January 30, 2023

Inflammation is characterized by swelling, redness, pain and heat, and underlies many diseases such as arthritis, asthma, certain cancers, atherosclerosis, Alzheimer’s disease, as well as skin conditions such as atopic dermatitis, eczema and pyotraumatic dermatitis (hot spots). Key inflammatory mediators responsible the level of inflammatory response are called eicosanoids, and are derived from Omega-3 or Omega-6 EFAs.

When consumed, dietary Omega-3s and Omega-6s are broken down into various subgroup forms that the cells can utilize. The phospholipids in the cell membranes then store (esterify) these subgroup forms within the cell. The EFA subgroups involved in inflammatory response are those with 20 carbons, which are arachidonic acid (AA) and docosahexaenoic acid (DGLA), derived from Omega-6, and eicosapentaenoic acid (EPA), from Omega-3.

Detailed analysis of the inflammatory pathways indicate that, in response to a variety of inflammatory signals, the AA, EPA or DGLA is released from the cell as free fatty acid and enters a multi-stepped cascade of biochemical events. This includes oxygenation by one of two enzymatic pathways, cyclooxygenase (COX) or lipoxygenase (LOX).

AA, EPA and DGLA each sits at the head of its own ‘cascade’ and competes for access to COX and LOX enzymes. Each cascade yields particular subclasses and series of eicosanoids (leukotrienes, prostaglandins, prostacyclins or thromboxanes), some more benign than others (see table 1).
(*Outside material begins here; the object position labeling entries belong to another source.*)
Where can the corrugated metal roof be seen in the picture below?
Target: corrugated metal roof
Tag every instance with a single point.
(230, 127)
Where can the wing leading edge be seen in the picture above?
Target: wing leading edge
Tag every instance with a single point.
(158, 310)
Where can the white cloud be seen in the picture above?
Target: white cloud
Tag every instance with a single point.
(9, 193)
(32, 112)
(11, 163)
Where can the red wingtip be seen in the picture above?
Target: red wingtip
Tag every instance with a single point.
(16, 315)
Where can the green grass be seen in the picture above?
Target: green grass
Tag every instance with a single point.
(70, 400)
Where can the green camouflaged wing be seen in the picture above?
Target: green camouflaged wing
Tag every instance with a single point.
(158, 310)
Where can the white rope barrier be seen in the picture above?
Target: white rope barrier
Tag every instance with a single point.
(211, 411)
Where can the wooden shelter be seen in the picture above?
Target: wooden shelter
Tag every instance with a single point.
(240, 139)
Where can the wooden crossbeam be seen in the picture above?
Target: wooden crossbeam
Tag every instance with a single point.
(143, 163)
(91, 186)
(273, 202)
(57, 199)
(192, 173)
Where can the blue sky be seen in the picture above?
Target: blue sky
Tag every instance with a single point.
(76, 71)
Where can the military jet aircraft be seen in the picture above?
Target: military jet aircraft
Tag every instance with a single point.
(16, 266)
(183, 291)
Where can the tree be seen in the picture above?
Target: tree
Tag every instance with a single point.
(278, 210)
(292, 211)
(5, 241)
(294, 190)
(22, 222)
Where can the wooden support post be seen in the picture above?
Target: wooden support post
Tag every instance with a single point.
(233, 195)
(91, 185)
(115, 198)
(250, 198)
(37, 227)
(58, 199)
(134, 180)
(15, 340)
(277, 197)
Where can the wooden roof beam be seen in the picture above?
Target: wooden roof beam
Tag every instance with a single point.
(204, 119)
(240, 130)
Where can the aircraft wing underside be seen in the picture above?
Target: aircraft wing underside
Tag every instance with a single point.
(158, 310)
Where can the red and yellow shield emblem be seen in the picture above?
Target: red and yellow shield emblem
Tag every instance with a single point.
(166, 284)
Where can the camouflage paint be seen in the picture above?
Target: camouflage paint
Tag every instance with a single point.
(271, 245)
Eicosanoids exert complex control over many bodily systems via numerous signalling pathways (mainly in inflammation and immunity) and as messengers in the central nervous system (eg. prostaglandins play a role in immune function by regulating inflammation and encouraging the body to fight infection.¹)

The eicosanoid signalling pathways are incredibly complex, but as an overview, although AA is vital for certain processes in the body, the eicosanoids derived from AA generally promote inflammation and are critical to the occurrence of various disease-causing biochemical and physiological events.² Those from EPA and from DGLA are generally less inflammatory, inactive or, in some cases, anti-inflammatory.

Low or insufficient dietary intake of the less inflammatory EFAs (especially Omega-3s) generally means a higher concentration of the more inflammatory Omega-6s and its derivative, AA, in the cells. Conversely, higher concentrations of EPA and DGLA in the cells have the potential to ‘soften’ or counter the inflammatory effects of the AA eicosanoids in three ways: through displacement (less AA in the cells to form inflammatory eicosanoids), by competitive inhibition / substrate substitution (less AA to access the COX and LOX enzymes to form AA’s eicosanoids) and through counteraction (some DGLA and EPA derived eicosanoids counteract their AA derived counterparts).

The most common medical treatments for inflammation are NSAIDs and corticosteroids, which block the production of the body’s inflammatory mediators. Although these can often provide immediate symptomatic relief and can break the inflammation cycle, they do not address the underlying cause of the issue and can have serious side-effects (e.g. gastrointestinal upset/bleeding, immuno-suppression, liver strain, decreased wound healing and increased risk of cardiovascular events³).

As the body of scientific literature grows regarding the role dietary EFAs play in modifying inflammation and disease, medical professionals are increasingly turning to beneficial EFAs, especially long chain Omega-3s like those found in C. Frondosa, to delay, reduce or as an alternative to, ant inflammatory medication (and their associated potential risks).


  1. Rotella, P, Healthy Fats – Essential Fatty Acids, GoodFats.PamRotella.com, 2004
  2. Review by Dharmananda, Subhuti, PhD, Reducing Inflammation with Diet and Supplements: The Story of Eicosanoid Inhibition, Institute for Traditional Medicine, Portland Oregon, 2003
  3. Rudic RD, COX-2 derived prostacyclin modulates vascular remodelling,Circ Res 2005;96(12):1240-7.
  4. Pace-Asciak CR, et al. The red wine phenolics trans-resveratrol and quercetin block human platelet aggregation and eicosanoid synthesis: implications for protection against coronary heart disease. Clin Chim Acta 1995;235(2):207-19.
  5. Hughes DA. Effects of dietary antioxidants on the immune function of middle-aged adults. Proceedings of the Nutrition Society 1999; 58:79-84.